The investigation found Amezcua Manzo was given verbal warnings and an opportunity to comply, the county attorney's office said in a press release. The grand jury found no reasonable alternatives, such as verbal de-escalation, would have been safe or reasonable and feasible for the officer.

The district attorney's office provided the following summary:

Tuttle was driving northbound on I-5 at 8:42 a.m. when he observed what he believed to be a stalled semi-trailer in the middle lane near milepost 254.

As he pulled closer to the trailer, he saw Amezcua Manzo in the roadway, pointing a firearm at the driver of the semi-trailer and the driver of a nearby SUV. Amezcua Manzo then tried to force open the passenger door of the SUV.

As Amezcua Manzo started running east, Tuttle activated his lights and siren. Tuttle pulled his vehicle to the shoulder of the freeway before getting out and telling Amezcua Manzo to "get on the ground." Amezcua Manzo continued walking south with his gun drawn.
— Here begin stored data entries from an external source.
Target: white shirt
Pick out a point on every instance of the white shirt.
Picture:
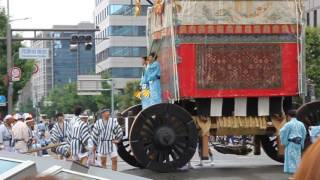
(20, 131)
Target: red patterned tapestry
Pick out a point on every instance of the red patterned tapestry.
(238, 66)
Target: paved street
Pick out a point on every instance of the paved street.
(227, 167)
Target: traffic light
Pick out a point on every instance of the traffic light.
(74, 39)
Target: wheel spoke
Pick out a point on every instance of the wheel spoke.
(147, 131)
(173, 155)
(160, 157)
(166, 156)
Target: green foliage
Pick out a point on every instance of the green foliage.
(313, 56)
(128, 99)
(26, 66)
(27, 106)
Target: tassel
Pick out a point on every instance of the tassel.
(137, 8)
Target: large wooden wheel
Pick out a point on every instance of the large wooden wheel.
(124, 149)
(309, 114)
(163, 137)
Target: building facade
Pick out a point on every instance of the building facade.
(67, 63)
(313, 13)
(64, 64)
(121, 41)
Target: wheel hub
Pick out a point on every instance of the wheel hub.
(164, 137)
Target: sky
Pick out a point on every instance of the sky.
(45, 13)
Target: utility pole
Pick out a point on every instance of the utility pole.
(9, 61)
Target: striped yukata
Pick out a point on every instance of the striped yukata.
(103, 133)
(60, 135)
(6, 137)
(79, 136)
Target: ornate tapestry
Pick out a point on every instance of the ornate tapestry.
(227, 12)
(239, 66)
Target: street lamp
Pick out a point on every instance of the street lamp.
(9, 57)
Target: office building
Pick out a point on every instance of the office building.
(121, 41)
(64, 64)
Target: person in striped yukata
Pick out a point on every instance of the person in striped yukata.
(106, 133)
(59, 134)
(79, 137)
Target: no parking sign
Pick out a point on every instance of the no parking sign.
(15, 73)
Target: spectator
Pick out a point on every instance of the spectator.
(309, 167)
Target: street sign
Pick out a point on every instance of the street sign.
(35, 68)
(3, 101)
(33, 53)
(89, 85)
(15, 73)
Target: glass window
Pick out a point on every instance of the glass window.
(125, 10)
(127, 51)
(120, 10)
(127, 30)
(125, 72)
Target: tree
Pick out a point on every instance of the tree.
(313, 56)
(128, 99)
(27, 106)
(26, 66)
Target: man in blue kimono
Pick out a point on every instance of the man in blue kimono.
(314, 132)
(152, 76)
(292, 136)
Tuttle went into a roadside ditch in pursuit, and Amezcua Manzo fired his weapon at Tuttle.

The officer started back up the incline to try to find cover, fell into the water at the bottom of the ditch, got up and ran to his vehicle and reloaded his firearm. Amezcua Manzo aimed and fired, and a light in the officer's eyes temporarily blinded him.

Tuttle returned fire, believing Amezcua Manzo had a laser and was aiming for his head. The officer reloaded his weapon two more times as he fired, and Amezcua Manzo fell to the ground.

Tuttle and a responding retired officer from Washington state stood guard on Amezcua Manzo until medics arrived.

Amezcua Manzo was pronounced dead at the scene. Investigators said a firearm with an attached laser sight and light was found nearby.

An autopsy identified six gunshot wounds in his chest, head and back. The investigation determined Tuttle fired 47 shots, and Amezcua Manzo fired 13.